Author: Pete Mugleston - Mortgage Advisor, MD

Reviewed By: Jon Nixon - Director of Distribution

Updated: November 30, 2023
September 30, 2022

If you’re looking at buying a property that requires a £200,000 mortgage you can use our calculators below to get an idea of what the monthly repayments could be, based on different interest rates and term lengths, and how much annual income you’ll need.

You can also read about how enlisting the help of a mortgage broker can help you secure the borrowing you need, at the most competitive interest rates.

How much does a £200,000 mortgage cost per month?

Due to the various factors at play (see the section below) there is no one set answer to this question.

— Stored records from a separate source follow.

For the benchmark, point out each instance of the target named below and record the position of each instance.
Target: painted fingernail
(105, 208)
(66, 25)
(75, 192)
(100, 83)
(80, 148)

But as a broad example, for a standard capital and repayment mortgage, over 25 years, using a typical interest rate available at the moment (October 2023) of 5.5% the repayments would be £1,228 per month.

For a more accurate answer, taking account of your preferred loan term, mortgage type and current interest rates that could apply, it’s a good idea to speak with a mortgage broker before approaching lenders directly.

Calculator Icon

Mortgage Repayment Calculator

Our mortgage repayment calculator can tell you how much your mortgage will cost you each month and overall. Enter the amount you’re borrowing, the term length and interest rate, and our calculator will do the rest.

Enter the amount you're borrowing
Enter the mortgage rate, 5.5% is a typical rate currently but this can vary
Enter the mortgage term, 25 years is the average but lenders can offer shorter and longer terms

Monthly Repayments:

Total amount paid at end of term:

Get started with an expert broker to find out how much they could help you save on your mortgage repayments.

Mortgage repayment table

Take a look at our repayment table below to see at a glance how the cost of a £200,000 mortgage can vary based on different rates and term lengths.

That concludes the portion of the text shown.